Daytime Movements
Direction: Aernout Mik et Boris Charmatz

Installation on 4 screens

A dance film? A filmed dance? Or phantom choreography seeking, in the very nature of movement, the confused matter of its imagination?
In 2016, Boris Charmatz created danse de nuit, night dance, a nocturnal performance for urban space, the choreographic material for which fills the film Daytime Movements. The film installation, created by the artist Aernout Mik in collaboration with the choreographer Boris Charmatz, places us at the limits: in this “daytime dance,” where the disorder of bodies blends with the everyday surroundings, every gesture conceals or reveals other uncanny signs.
“In interior silence and withdrawal, the dancers seem to forget themselves and are one with objects and landscapes, caught in a hypnotic trance that extends to the audience through the immersive character of the installation. The violence of the gesture also sends an emotional jolt, challenging passive and active positions. The camera films by coming closer or becoming detached, thus constructing its own language and montage, setting its own rhythm. The collaboration also involves taking the risk of a search that is carried out in the territory of the other.”
The New National Museum of Monaco, Visitor’s Guide, 2016.

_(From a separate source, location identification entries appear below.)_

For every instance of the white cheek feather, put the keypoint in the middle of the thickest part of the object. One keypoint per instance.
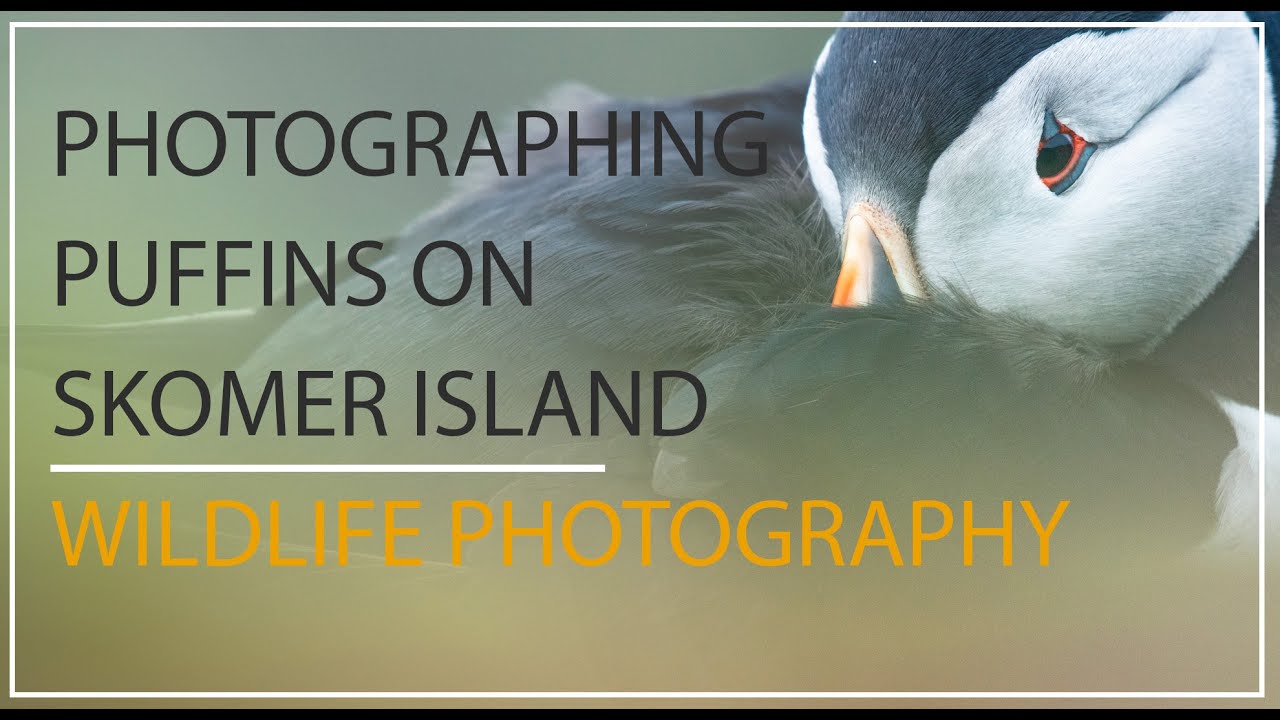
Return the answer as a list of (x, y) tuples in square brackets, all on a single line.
[(1238, 488), (1159, 217), (816, 153)]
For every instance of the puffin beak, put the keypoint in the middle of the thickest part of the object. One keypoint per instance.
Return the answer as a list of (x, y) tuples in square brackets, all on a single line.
[(877, 256)]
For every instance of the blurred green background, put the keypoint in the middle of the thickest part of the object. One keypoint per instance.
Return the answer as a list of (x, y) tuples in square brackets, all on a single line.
[(369, 627)]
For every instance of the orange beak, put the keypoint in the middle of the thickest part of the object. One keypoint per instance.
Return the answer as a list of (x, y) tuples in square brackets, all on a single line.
[(871, 235)]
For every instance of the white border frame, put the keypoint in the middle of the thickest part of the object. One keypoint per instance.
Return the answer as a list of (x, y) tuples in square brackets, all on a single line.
[(574, 695)]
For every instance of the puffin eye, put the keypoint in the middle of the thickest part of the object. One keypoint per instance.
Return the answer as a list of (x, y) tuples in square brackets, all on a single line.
[(1061, 155)]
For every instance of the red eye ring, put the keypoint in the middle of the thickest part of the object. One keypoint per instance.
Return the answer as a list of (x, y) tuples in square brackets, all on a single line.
[(1061, 155)]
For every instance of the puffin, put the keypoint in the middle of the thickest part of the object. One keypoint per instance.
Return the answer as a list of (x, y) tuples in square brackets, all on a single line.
[(984, 264), (1024, 261)]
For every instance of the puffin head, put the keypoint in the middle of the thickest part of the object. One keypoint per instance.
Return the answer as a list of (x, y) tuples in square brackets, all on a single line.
[(1101, 182)]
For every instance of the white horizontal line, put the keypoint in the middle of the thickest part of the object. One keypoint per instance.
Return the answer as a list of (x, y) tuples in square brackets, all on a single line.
[(613, 24), (620, 695), (338, 468)]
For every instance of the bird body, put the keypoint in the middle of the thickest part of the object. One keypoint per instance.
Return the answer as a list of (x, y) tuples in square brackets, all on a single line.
[(1034, 363)]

AERNOUT MIK : The work Daytime Movements is a very improvised work of Boris Charmatz and me. Out of admiration of each others’ work we tried to set up an experimental situation where our ways of working would encounter and maybe fuse. Boris is trying things out for a new choreographie, from within the set, he is taking part in it at the same time. and I am directing all from the outside again. This situation was from the beginning on purpose incoherently. In this way no one was in full control any more of the situation and on the spot new solutions had to be found. You could call this in a way a violent act, order was constantly desintegrating, it created tensions, and out of this structure-less situation everyone (involving both protagonists and crew) had to invent new beginnings of collectivity. Into this very local, and detached situation,some ghost-like images entered, that could be traces from the current violence and threats in europe left in our collective consciousness. Without ever talking about this in an overly direct sense in the piece.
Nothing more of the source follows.